A “communiqué” recently went out to members of L.A.’s hoity-toity Touch Club, asking them to leave their personal bodyguards at the front door. “I run a private club with a nice clientele,” says Touch’s owner John Dante. “But some of the members have been trying to out-bodyguard each other. One brings in three guards, another brings in four. These security guys stand like oak trees on the dance floor. They look menacing and they take up room.” Dante contends the club spends $1,000 a week on security measures “to assure our members privacy and protection from unwanted or dangerous intruders.” For those untouchable Touchies who are particularly insecure, Dante will allow bodyguards in the club’s front bar and small dining room only. The Touch dancing area is strictly off limits for watchdogs.
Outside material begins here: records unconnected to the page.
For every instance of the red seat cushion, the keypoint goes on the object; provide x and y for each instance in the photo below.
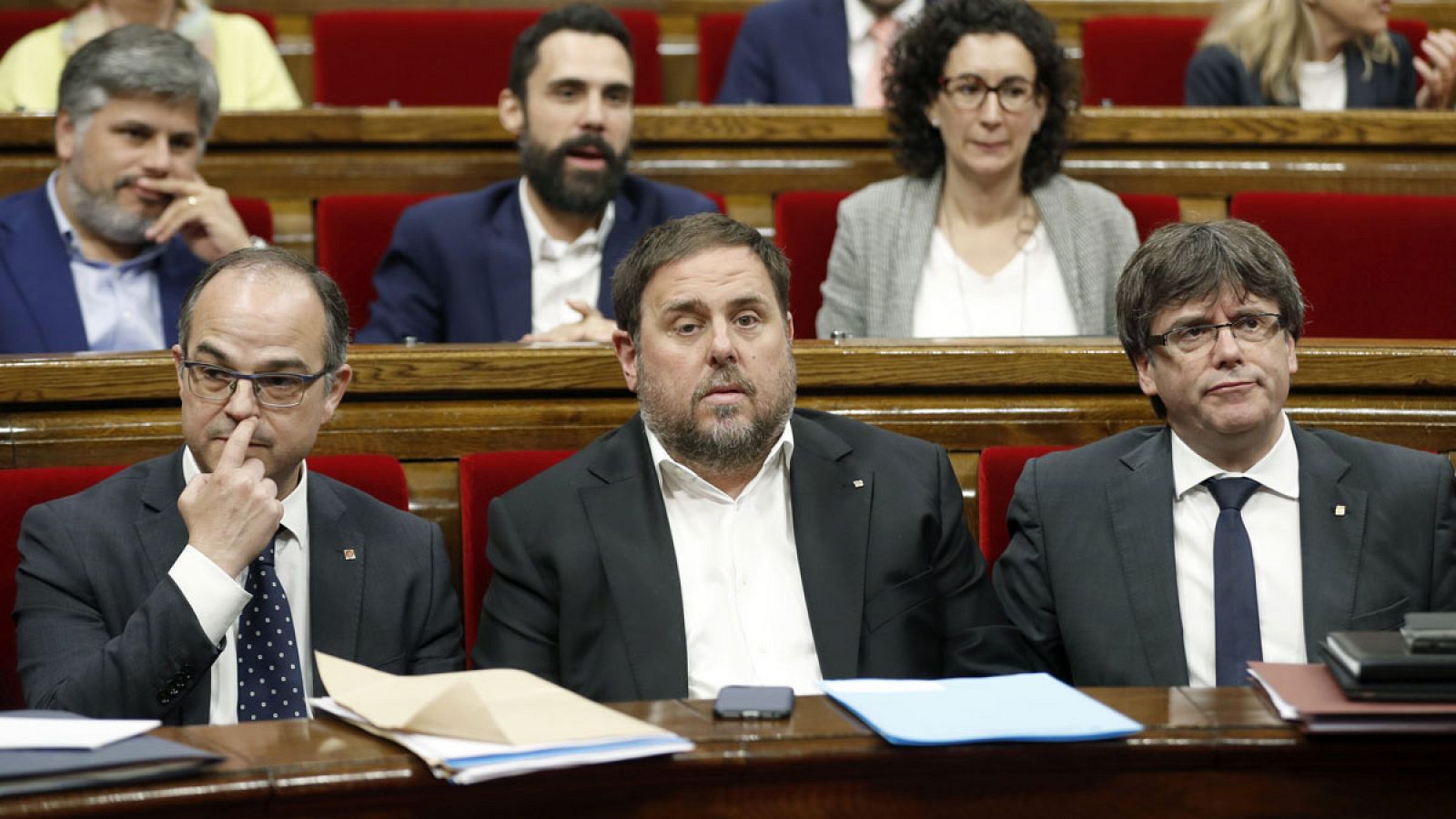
(715, 38)
(804, 225)
(1370, 266)
(1138, 60)
(996, 475)
(351, 235)
(484, 477)
(444, 56)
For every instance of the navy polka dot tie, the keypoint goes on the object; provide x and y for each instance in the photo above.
(269, 680)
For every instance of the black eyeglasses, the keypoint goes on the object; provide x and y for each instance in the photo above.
(213, 382)
(1014, 95)
(1254, 329)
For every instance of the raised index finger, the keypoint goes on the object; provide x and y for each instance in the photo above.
(237, 448)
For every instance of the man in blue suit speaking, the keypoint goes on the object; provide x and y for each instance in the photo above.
(533, 257)
(99, 257)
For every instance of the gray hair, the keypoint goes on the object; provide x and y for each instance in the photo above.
(138, 63)
(1191, 261)
(679, 239)
(280, 261)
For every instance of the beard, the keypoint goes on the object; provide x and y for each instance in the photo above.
(102, 215)
(572, 191)
(732, 442)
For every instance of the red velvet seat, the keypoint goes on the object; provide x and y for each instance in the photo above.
(1138, 60)
(443, 56)
(379, 475)
(1370, 266)
(351, 235)
(484, 477)
(996, 474)
(715, 38)
(257, 216)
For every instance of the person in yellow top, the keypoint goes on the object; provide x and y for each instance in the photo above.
(251, 75)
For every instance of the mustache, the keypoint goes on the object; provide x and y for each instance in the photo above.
(730, 376)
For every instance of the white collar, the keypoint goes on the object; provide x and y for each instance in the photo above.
(1278, 471)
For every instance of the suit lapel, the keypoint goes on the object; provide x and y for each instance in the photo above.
(1330, 544)
(1142, 511)
(162, 537)
(38, 261)
(510, 278)
(832, 537)
(335, 584)
(638, 560)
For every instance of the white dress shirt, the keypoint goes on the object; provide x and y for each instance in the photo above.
(743, 599)
(218, 599)
(1271, 518)
(562, 270)
(863, 47)
(121, 303)
(1024, 298)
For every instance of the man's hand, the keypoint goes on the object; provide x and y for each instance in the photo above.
(233, 511)
(200, 213)
(592, 327)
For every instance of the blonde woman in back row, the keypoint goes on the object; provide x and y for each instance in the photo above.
(1320, 56)
(251, 76)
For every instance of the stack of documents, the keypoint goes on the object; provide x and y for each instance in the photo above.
(1024, 707)
(475, 726)
(47, 751)
(1309, 697)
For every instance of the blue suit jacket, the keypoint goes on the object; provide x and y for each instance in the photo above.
(459, 267)
(38, 307)
(791, 53)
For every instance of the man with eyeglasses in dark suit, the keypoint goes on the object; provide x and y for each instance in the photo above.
(1176, 554)
(194, 588)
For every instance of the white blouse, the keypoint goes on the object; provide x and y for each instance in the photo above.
(1026, 298)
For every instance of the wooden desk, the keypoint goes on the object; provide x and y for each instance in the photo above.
(1206, 753)
(1200, 155)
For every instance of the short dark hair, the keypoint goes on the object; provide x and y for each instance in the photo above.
(1190, 261)
(574, 16)
(278, 259)
(679, 239)
(914, 80)
(138, 63)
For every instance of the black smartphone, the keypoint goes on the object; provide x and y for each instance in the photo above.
(754, 703)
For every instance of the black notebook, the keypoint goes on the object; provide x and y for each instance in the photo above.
(1382, 656)
(131, 760)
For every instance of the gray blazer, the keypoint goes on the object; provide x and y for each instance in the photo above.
(1089, 574)
(104, 632)
(885, 238)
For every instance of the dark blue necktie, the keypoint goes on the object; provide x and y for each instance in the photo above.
(269, 680)
(1235, 595)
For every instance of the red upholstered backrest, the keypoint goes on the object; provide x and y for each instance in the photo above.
(1150, 212)
(351, 235)
(804, 225)
(715, 38)
(444, 56)
(1138, 60)
(19, 22)
(484, 477)
(257, 216)
(21, 490)
(379, 475)
(1370, 266)
(996, 474)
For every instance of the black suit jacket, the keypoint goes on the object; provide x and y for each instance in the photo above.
(104, 632)
(586, 588)
(1089, 573)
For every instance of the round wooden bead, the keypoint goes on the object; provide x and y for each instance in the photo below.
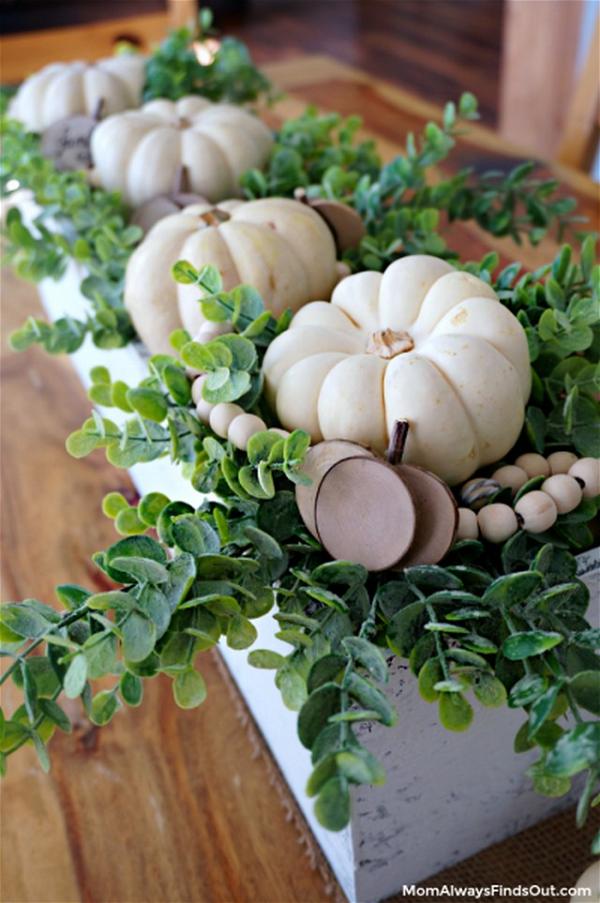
(210, 330)
(436, 513)
(564, 490)
(560, 462)
(510, 477)
(588, 470)
(467, 524)
(243, 427)
(497, 522)
(364, 513)
(534, 465)
(537, 510)
(221, 416)
(203, 408)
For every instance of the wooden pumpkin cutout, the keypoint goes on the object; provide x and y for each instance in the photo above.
(67, 141)
(150, 212)
(345, 223)
(379, 513)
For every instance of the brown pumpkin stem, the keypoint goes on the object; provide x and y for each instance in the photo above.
(395, 449)
(181, 182)
(387, 343)
(215, 216)
(97, 114)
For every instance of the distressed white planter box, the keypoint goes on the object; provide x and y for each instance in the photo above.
(447, 795)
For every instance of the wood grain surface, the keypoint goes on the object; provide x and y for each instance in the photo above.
(165, 806)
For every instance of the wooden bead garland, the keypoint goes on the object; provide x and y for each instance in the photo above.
(569, 479)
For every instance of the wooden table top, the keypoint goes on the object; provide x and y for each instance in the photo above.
(193, 799)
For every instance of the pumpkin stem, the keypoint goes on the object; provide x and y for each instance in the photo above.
(387, 344)
(215, 216)
(395, 449)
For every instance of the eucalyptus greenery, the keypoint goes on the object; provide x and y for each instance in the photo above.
(502, 626)
(400, 202)
(173, 69)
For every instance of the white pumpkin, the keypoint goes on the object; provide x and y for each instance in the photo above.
(140, 152)
(67, 89)
(279, 246)
(422, 342)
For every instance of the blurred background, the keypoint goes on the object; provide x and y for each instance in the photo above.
(534, 64)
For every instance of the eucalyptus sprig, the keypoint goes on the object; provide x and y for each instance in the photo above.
(77, 224)
(174, 70)
(401, 202)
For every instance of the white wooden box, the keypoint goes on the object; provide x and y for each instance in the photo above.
(447, 795)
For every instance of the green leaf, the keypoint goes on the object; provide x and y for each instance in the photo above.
(585, 688)
(403, 629)
(576, 750)
(332, 807)
(529, 642)
(314, 714)
(104, 705)
(148, 403)
(455, 713)
(138, 636)
(368, 655)
(189, 689)
(512, 589)
(75, 677)
(57, 716)
(369, 696)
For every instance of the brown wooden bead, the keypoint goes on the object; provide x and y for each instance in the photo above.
(318, 461)
(564, 490)
(364, 513)
(497, 522)
(537, 511)
(436, 512)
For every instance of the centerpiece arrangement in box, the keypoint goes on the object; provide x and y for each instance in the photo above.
(397, 451)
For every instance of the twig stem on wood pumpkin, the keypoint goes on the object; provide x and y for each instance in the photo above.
(395, 449)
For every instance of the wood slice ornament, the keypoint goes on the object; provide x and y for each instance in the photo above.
(67, 142)
(345, 223)
(150, 212)
(379, 513)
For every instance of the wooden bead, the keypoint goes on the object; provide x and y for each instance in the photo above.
(497, 522)
(564, 490)
(537, 510)
(510, 477)
(560, 462)
(243, 427)
(467, 524)
(203, 408)
(221, 416)
(588, 470)
(210, 330)
(534, 465)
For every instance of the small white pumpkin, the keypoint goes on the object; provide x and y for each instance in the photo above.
(68, 89)
(422, 342)
(280, 247)
(140, 152)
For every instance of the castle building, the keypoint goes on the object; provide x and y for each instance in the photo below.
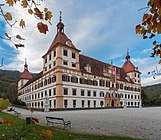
(72, 80)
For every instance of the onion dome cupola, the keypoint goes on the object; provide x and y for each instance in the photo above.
(128, 66)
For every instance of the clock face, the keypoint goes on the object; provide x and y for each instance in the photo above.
(68, 43)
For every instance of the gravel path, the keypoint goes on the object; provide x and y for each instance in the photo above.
(138, 123)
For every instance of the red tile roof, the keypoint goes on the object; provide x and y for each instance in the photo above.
(26, 75)
(129, 67)
(62, 39)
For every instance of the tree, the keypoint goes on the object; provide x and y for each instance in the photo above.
(4, 103)
(32, 9)
(151, 25)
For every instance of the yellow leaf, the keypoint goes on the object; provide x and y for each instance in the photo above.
(159, 61)
(19, 37)
(38, 13)
(8, 16)
(48, 15)
(22, 23)
(43, 28)
(24, 3)
(30, 11)
(45, 9)
(10, 2)
(159, 28)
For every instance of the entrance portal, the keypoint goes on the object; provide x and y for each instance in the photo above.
(112, 103)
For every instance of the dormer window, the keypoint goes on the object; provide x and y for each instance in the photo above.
(45, 60)
(73, 55)
(54, 53)
(65, 52)
(88, 68)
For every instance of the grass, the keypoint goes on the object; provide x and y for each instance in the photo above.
(35, 132)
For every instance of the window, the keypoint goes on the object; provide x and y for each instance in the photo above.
(45, 60)
(49, 66)
(94, 103)
(65, 63)
(89, 103)
(94, 93)
(73, 65)
(73, 55)
(65, 103)
(101, 94)
(54, 78)
(66, 78)
(54, 103)
(102, 83)
(82, 92)
(74, 79)
(54, 53)
(54, 63)
(41, 94)
(42, 104)
(74, 91)
(49, 56)
(45, 93)
(74, 103)
(82, 103)
(35, 96)
(65, 91)
(54, 91)
(65, 52)
(107, 84)
(88, 93)
(49, 92)
(50, 103)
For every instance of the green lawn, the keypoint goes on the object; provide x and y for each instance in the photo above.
(18, 131)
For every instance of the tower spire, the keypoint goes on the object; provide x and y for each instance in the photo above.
(127, 56)
(60, 16)
(25, 66)
(60, 25)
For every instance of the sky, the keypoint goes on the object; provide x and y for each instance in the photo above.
(103, 30)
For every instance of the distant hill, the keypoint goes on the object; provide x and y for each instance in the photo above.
(152, 95)
(8, 84)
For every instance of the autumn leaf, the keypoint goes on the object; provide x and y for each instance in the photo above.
(138, 27)
(38, 13)
(19, 37)
(30, 11)
(22, 23)
(159, 28)
(24, 4)
(45, 9)
(8, 16)
(19, 45)
(10, 2)
(48, 132)
(8, 36)
(48, 15)
(159, 61)
(43, 28)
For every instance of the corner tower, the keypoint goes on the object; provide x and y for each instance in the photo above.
(131, 70)
(25, 76)
(62, 55)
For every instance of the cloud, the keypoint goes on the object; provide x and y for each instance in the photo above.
(103, 30)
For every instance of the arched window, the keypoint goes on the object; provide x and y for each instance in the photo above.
(101, 103)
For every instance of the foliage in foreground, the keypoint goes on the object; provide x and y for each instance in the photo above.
(42, 132)
(4, 104)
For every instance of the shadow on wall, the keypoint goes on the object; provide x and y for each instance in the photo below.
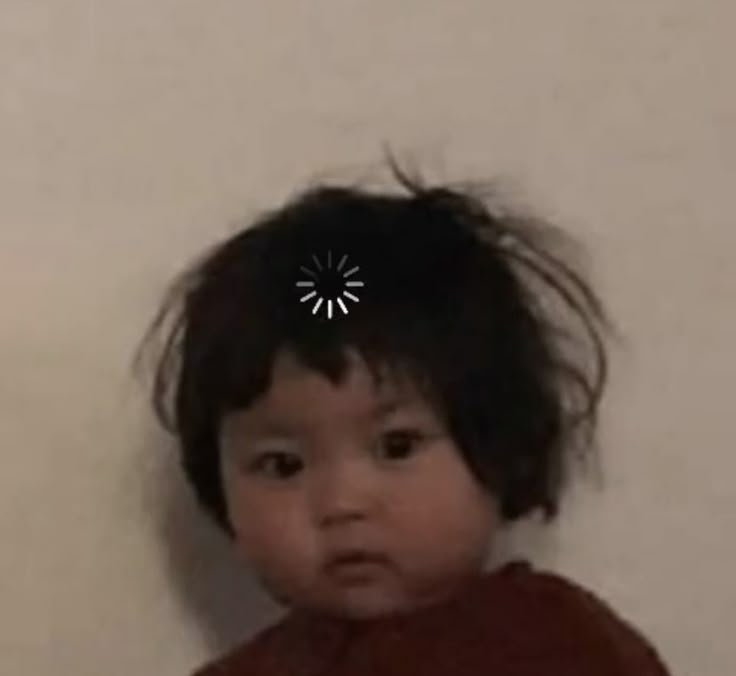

Move over, Jim Palmer. Here’s a preview of how Joe Namath will look showing off his own line of low-slung, high fashion skivvies, due out next month. In 10 styles, the briefs (made by Nantucket Industries) will retail from $4.50 to $7 a pair and every package will contain a signed beefcake photo of Joe in his undies. For female fans, a pinup poster will be available, and, coming up, another line called “Joe Namath For Her.”